Now, let's reapply this to basketball. The r-squared for salary vs. wins was .2561. The SD of wins was 14.1, so the variance was the square of that, or 199.
If you took a bet where you had to guess a random team's wins, and had to pay the square of the difference, you'd pick "41" and, on average, owe $199. But let's suppose someone tells you the team's payroll. Now, you can adjust your guess, to predict higher if the team has a high payroll, or lower if the team has a low payroll. If you adjust your guess optimally -- by using the results of the regression equation -- you'll cut your average loss by 25.61%. So, on average, you'd lose only 74.39% as much as before. That works out to $148.11.
What Berri, Brook and Schmidt are saying, in "The Wages of Wins," is, "look, if you can only cut your losses by 25.61% by knowing salary, then money can't be that important in buying wins." But that's wrong.
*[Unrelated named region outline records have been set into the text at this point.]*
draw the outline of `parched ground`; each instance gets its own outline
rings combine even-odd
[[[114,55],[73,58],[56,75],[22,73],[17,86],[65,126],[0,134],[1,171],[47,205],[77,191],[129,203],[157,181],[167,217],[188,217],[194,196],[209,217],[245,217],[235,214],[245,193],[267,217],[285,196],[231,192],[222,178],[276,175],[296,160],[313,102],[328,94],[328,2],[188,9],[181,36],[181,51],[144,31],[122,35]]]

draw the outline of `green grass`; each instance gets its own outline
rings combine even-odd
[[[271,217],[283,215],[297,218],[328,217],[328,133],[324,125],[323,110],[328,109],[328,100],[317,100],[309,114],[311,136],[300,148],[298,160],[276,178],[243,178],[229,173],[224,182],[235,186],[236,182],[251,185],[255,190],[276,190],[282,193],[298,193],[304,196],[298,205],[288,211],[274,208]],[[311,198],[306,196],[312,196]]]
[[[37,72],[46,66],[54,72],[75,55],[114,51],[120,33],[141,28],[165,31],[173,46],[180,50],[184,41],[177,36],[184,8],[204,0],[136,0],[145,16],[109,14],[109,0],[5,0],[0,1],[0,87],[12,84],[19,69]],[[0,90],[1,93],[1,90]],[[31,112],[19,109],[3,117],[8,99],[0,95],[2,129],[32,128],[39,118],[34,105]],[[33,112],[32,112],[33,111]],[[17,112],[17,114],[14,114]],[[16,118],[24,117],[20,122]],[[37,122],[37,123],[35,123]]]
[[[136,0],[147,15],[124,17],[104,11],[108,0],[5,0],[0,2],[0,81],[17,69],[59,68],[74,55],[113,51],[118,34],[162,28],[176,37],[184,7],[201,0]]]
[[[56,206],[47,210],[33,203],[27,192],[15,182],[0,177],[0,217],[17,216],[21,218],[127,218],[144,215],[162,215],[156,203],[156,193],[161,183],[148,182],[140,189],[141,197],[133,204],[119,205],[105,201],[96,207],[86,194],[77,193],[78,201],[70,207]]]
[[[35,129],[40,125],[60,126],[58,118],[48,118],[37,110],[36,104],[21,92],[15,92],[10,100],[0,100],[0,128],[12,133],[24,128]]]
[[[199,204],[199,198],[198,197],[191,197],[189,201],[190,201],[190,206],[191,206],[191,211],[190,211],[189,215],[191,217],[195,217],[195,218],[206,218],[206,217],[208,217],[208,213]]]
What they should conclude is that "how important money is, combined with how often it's been used to buy wins," isn't that important.
And, really, if you look at the full results of the regression, it turns out that money IS important in buying wins, but that not too many teams took advantage of that fact in 2008-09.
The equation shows that every $1.6 million dollars in additional salary will buy you a win -- so if you want to go 61-21, it should only cost you $32 million more than the league-average payroll of $68.5 million.
That's pretty important, and so the low r-squared must be that not a lot of teams varied much in salary. If you look at the salary chart, there's a huge group bunched near the average: there are 18 teams between $62mm and $75mm, within $6.5 million of the average. Those teams are so close together that there's not much difference in their expected wins.
If you have to bet, and the random team you pick turns out to be the lowest-spending in the league, you'll reduce your estimate. You would have lost a lot of money guessing 41, so the information that you picked a low-spending team will cut your losses a lot. If it turns out be be one of the highest-spending in the league, same thing. But if it turns out to be one of the 18 teams in the mdidle, the salary information won't help you much. And why the r-squared is only about 25% -- for many of the teams in the sample, knowing the salary doesn't help you cut your losses much.
What if we take out those 18 teams, and regress only on the remaining 12? Well, the regression equation stays almost the same -- $1.5 million per win instead of $1.6. But the r-squared increases to .4586. Why does the r-squared increase? Because salary is much more significant a factor for those 12 teams than for the ones in the middle. Before, knowing the salary might not do you much good for your estimate if it's one of the teams bunched in the middle. But, now, those teams are gone. Your random team is much more likely to be the Cavaliers or the Clippers, so knowing the salary is a much bigger help, and it lets you cut your betting losses by almost half.
One last summary:
1. The regression equation tells you how powerful the input is in affecting output -- is it a nuclear weapon, or a pea-shooter?
2. The r-squared tells you how powerful the input is, "multiplied by" how extensively the input was historically used. That is: a nuclear weapon used once might give you the same r-squared as a pea-shooter used a billion times.
So a low r-squared might mean
-- an input that doesn't have much effect on the output (e.g., shoe size probably doesn't affect lifespan much);
-- an input that has a big effect on output but doesn't happen much (e.g., suicide curtails 100% of lifespan but happens rarely); or
-- an input that doesn't affect output and also doesn't happen much. (e.g., fluorescent purple shoes' effect on lifespan).
In the case of the 2008-09 NBA, the regression equation shows that salary is a fairly powerful bomb. And the moderate r-squared shows that not every team uses it to its full potential.
Bottom line: salary can indeed very effectively buy wins. The r-squared is as small as it is because, in 2008-09, NBA teams differed only moderately in how they chose to vary their spending.